This page contains current and past research activity. I currently work within the confines of the Artificial Intelligence Laboratory at the University of Michigan and has been funded by the STIET fellowship which is awarded to doctoral students interested in furthering research related to electronic transactions.
My thesis research is primarily divided into two major foci: developing tools and techniques for practical strategic reasoning (empirical game theory) and applying the developed methodology to market games.
In cases where exact analytical models of a game cannot be constructed, empirical game-theoretic models often provide a viable alternative. I address three basic problems of interest within empirical game theory. First, how should strategies be evaluated in an empirical game model? Second, how should modelers optimally select strategy profiles to simulate? Finally, what game model best predicts payoffs resulting from agent play? I describe my approach to these problems in my thesis proposal.
Internet advertising provides a substantial source of revenue for online publishers, amounting to billions of dollars annually. Sponsored search is a popular form of targeted advertising, in which query-specific advertisements are placed alongside organic search-engine results. The placement (position) of an ad for a given query, along with the cost (to the advertiser) per click (CPC), is determined through an auction process. Under cost-per-click pricing, both the publisher and advertiser bear some of the risk associated with uncertain user behavior. The use of automated auctions addresses the combinatorial problem of quoting an appropriate price (CPC) for each display slot for each distinct query. Advertisers bid for the family of keywords of interest, and competition among them determines the going CPC for each of the available slots on a query-by-query basis.
Over the history of sponsored search, a variety of ad auction mechanisms, differing on pricing and ranking rules, have been employed. For example, the CPC for a slot can be set at the price bid by the winner of that slot (called the generalized first price rule), or by the price bid by the winner of the next-best position (generalized second-price). Similarly, mechanisms may rank by the CPC bid, or adjust these bids by a quality score taking into account such factors as the likelihood the ad will be clicked. For any such mechanism, advertisers face the problem of how to generate bids over time, considering their value for exposure, the competitive environment, and many other factors. Complicating matters, the value an advertiser assigns to an ad may change dynamically, forcing advertisers to balance their current knowledge of the ad markets with a need to explore the bid, keyword, and ad design space.
Given the salience of ad auction mechanisms, a growing number of researchers have started to investigate the mechanism design problem faced by search publishers, as well as the strategic problems faced by advertisers. As part of my thesis, members of the Strategic Reasoning Group and I introduce a new ad auctions game in an attempt to facilitate such research by presenting a concrete scenario in the sponsored-search domain.
The Ad Auctions game is developed as part of the Trading Agent Competition. Agents play the role of search engine advertisers, who compete with each other on ad placement for search results.
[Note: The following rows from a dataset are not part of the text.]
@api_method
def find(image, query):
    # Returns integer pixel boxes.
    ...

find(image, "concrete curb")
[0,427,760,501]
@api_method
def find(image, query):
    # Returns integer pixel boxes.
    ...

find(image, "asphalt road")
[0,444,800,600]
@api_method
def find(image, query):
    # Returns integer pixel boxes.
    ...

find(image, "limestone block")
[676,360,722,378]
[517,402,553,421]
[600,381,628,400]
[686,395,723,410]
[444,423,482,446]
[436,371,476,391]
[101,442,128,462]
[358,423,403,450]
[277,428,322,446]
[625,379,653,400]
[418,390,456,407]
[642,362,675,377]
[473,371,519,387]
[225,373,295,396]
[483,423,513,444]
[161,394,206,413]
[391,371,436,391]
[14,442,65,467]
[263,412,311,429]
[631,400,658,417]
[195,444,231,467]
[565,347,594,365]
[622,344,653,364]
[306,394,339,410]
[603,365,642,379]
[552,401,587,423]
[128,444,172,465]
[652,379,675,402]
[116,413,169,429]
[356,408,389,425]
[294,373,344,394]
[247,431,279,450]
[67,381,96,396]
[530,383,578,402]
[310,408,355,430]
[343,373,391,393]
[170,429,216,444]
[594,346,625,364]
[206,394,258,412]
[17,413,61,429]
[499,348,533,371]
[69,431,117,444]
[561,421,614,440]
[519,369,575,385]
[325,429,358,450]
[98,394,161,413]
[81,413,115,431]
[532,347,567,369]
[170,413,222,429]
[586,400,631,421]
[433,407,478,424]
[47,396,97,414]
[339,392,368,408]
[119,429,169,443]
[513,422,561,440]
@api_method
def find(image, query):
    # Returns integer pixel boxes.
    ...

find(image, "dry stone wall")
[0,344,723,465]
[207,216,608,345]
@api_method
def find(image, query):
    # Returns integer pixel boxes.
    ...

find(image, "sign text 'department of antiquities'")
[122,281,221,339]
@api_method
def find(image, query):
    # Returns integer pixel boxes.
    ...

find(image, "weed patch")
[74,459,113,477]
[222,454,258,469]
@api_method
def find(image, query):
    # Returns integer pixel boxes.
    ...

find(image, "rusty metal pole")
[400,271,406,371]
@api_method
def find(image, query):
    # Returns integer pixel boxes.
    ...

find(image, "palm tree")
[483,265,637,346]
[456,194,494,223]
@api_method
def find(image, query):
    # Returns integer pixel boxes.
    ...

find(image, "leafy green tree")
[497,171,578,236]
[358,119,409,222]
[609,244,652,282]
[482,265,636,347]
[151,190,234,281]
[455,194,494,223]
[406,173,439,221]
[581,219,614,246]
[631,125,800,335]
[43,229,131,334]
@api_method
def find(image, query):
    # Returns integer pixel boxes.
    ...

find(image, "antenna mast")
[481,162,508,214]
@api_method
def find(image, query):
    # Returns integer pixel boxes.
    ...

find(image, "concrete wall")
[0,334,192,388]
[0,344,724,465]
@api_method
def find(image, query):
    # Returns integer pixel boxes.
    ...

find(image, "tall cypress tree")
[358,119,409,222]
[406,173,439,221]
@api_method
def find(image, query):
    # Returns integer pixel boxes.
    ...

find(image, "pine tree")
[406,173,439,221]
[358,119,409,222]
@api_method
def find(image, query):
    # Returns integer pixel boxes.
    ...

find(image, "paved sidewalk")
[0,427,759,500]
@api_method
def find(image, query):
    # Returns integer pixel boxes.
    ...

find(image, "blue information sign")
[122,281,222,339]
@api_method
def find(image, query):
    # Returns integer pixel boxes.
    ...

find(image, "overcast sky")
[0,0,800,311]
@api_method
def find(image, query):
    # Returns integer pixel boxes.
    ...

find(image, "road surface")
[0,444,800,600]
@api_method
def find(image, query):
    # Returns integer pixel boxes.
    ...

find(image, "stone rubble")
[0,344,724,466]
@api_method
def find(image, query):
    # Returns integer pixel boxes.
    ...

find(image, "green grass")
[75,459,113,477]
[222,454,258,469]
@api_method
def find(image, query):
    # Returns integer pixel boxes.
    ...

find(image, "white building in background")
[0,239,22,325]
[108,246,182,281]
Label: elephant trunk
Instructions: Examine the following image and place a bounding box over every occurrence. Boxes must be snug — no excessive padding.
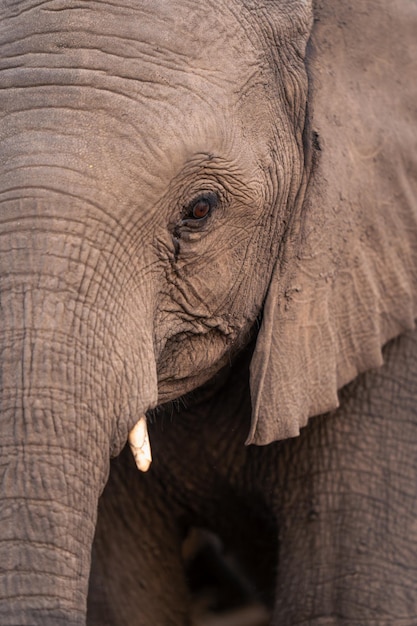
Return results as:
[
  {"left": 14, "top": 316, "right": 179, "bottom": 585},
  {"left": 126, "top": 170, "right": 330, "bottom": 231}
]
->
[{"left": 0, "top": 201, "right": 156, "bottom": 626}]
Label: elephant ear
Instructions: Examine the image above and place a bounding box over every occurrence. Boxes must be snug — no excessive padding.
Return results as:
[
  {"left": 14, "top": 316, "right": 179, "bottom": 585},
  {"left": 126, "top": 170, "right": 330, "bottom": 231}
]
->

The final round of the TAC/AA tournament will be held in Pasadena in July in conjunction with IJCAI 2009. The scenario employs a standard ad auction mechanism, and a simple yet structured model of a population of search users within a simulated retail market. Developing advertiser strategies for bidding and ad selection in this domain is a challenging problem, beyond the reach of known analytical solutions. Our hope is that by tackling this problem competitively, researchers and practitioners participating in TAC/AA will produce new ideas about bidding strategy for advertising (and in general), as well as insights about sponsored-search mechanisms and ways to improve the model.
In addition to the design of the TAC/AA game, I have also been involved in another competition focusing on sponsored search. I designed and implemented an autonomous agent, BlueReason, for the 2006 Bidding Agent Competition. BlueReason placed third out of twelve teams from various universities and organizations around the world. The competition departed from the typical simulation-based frameworks found in TAC scenarios in that teams managed a campaign in a real-world market.
The management of supply chains poses a complex strategic problem faced by many of today's businesses. In response to the growing complexity, many firms engaged in various information technology services such as EDI systems and ERP services. The business processes involved in and surrounding these services are becoming increasingly automated. Analyzing the efficacy of the mixed initiative and autonomous systems regulating supply chains is becoming an increasingly important research question. The Trading Agent Competition Supply Chain Management scenario addresses many interesting aspects of such a challenging problem in a repeatable simulation environment.
The University of Michigan's Deep Maize agent which has been a perennial tournament finalist since the tournament's inception (2003) and I have participated as one of the lead developers over the course of its history. This culminated in the 2008 TAC/SCM tournament, in which Deep Maize was the champion. In addition to the main SCM scenario, two challenges have been proposed. Deep Maize has participated in the Prediction Challenged in which our team recorded a first place finish in 2007 and a second place finish in 2008.
As part of the STIET Summer Research Opportunity Program, I mentored students participating in the second annual TAC/CAT competition tournament. Undergraduates Kemal Eren, Flavio Kuperman, and Bongseog Choi extended the MANX (Michigan Agent for Negotiated eXchange) from the 2007 competition. The much improved agent placed second in the 2008 competition.